Me refugio en el trabajo. Llevo una semana a destajo. Los dos técnicos que colaboran conmigo están alucinados. Trabajo de la mañana a la noche y pido un taxi antes de salir, para pasar el tiempo imprescindible en la calle. Al menos he adelantado mucho el trabajo, y en un par de días podré irme a Madrid, a ver si no veo a esa mujer por todas partes.
Uno de los chicos, de nombre Ramón, se decide y me pregunta si me pasa algo. Le digo que estoy un poco estresado, por no dar más explicaciones. Con muy buena voluntad, me ofrece un plan para relajarme. Es aficionado a la pesca y me dice que puedo ir la tarde del sábado con él al espigón del Puerto Deportivo. Había pensado trabajar también el fin de semana, pero acepto. Igual un poco de calma me sienta bien.
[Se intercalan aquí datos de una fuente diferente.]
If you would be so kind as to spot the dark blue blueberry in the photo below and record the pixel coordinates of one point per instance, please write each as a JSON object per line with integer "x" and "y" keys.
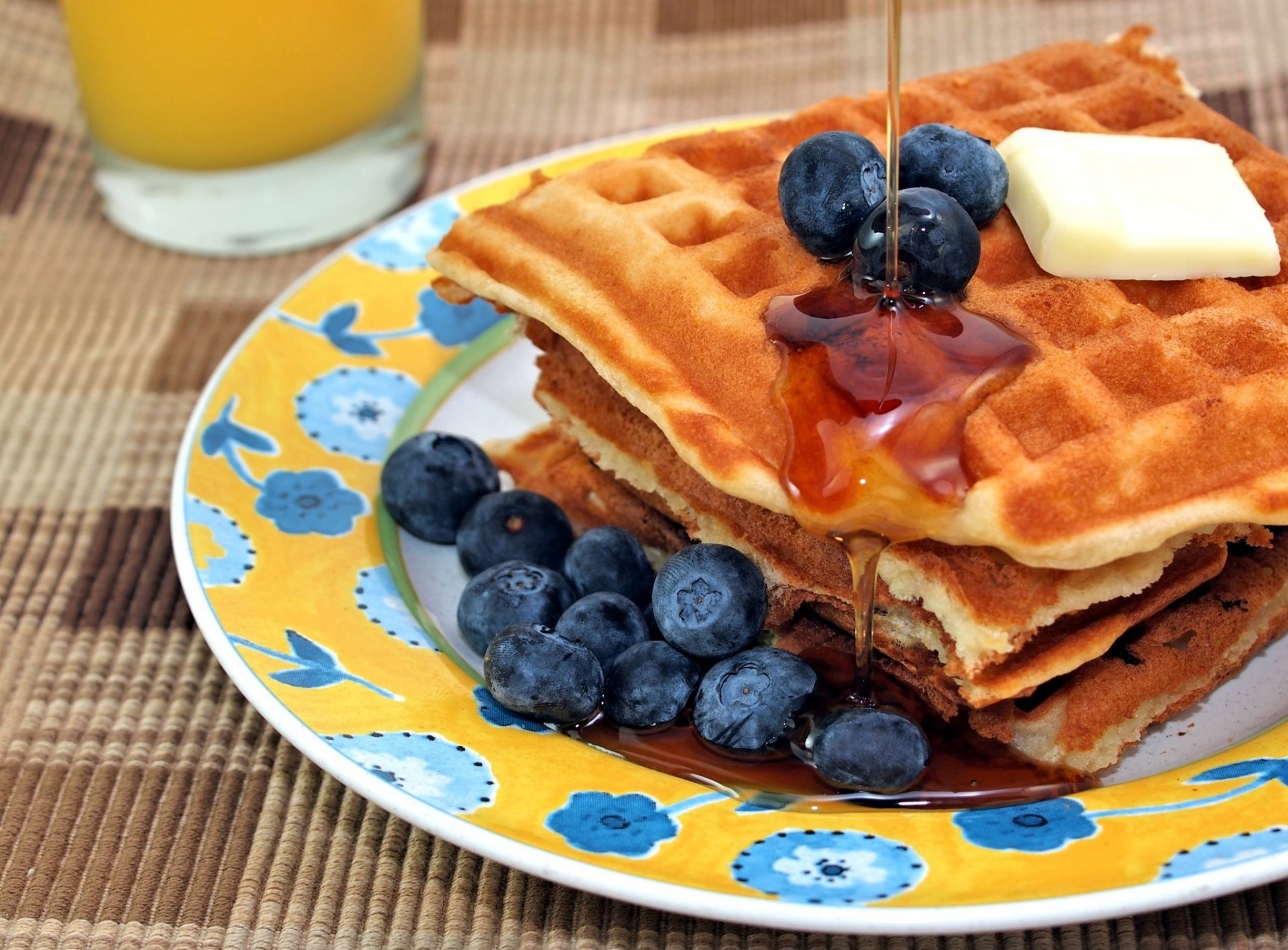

Llega el sábado y me encuentro con Ramón en el rompeolas. Monta su caña, ceba y arroja el anzuelo al agua. Nos sentamos a esperar a los peces. Va pasando la tarde y, además de media docena de peces de roca, que Ramón asegura que hacen una bullabesa deliciosa, yo voy pescando un poco de equilibrio. El atardecer es muy hermoso. Hacía la bocana el puerto, con el sol detrás, se acerca un velero. Es una imagen idílica.
Hasta que, al timón del velero, veo a la rubia. Leva unos mini shorts blancos y un top azul, y su melena vuela con el viento. Es preciosa. Me pongo de pie de un salto. Ramón se asusta.
Cuando el velero pasa por el punto más próximo al espigón, juraría que la he oído reírse. Salgo corriendo hasta encontrar un taxi y me escondo en mi habitación del hotel, con el cerrojo echado.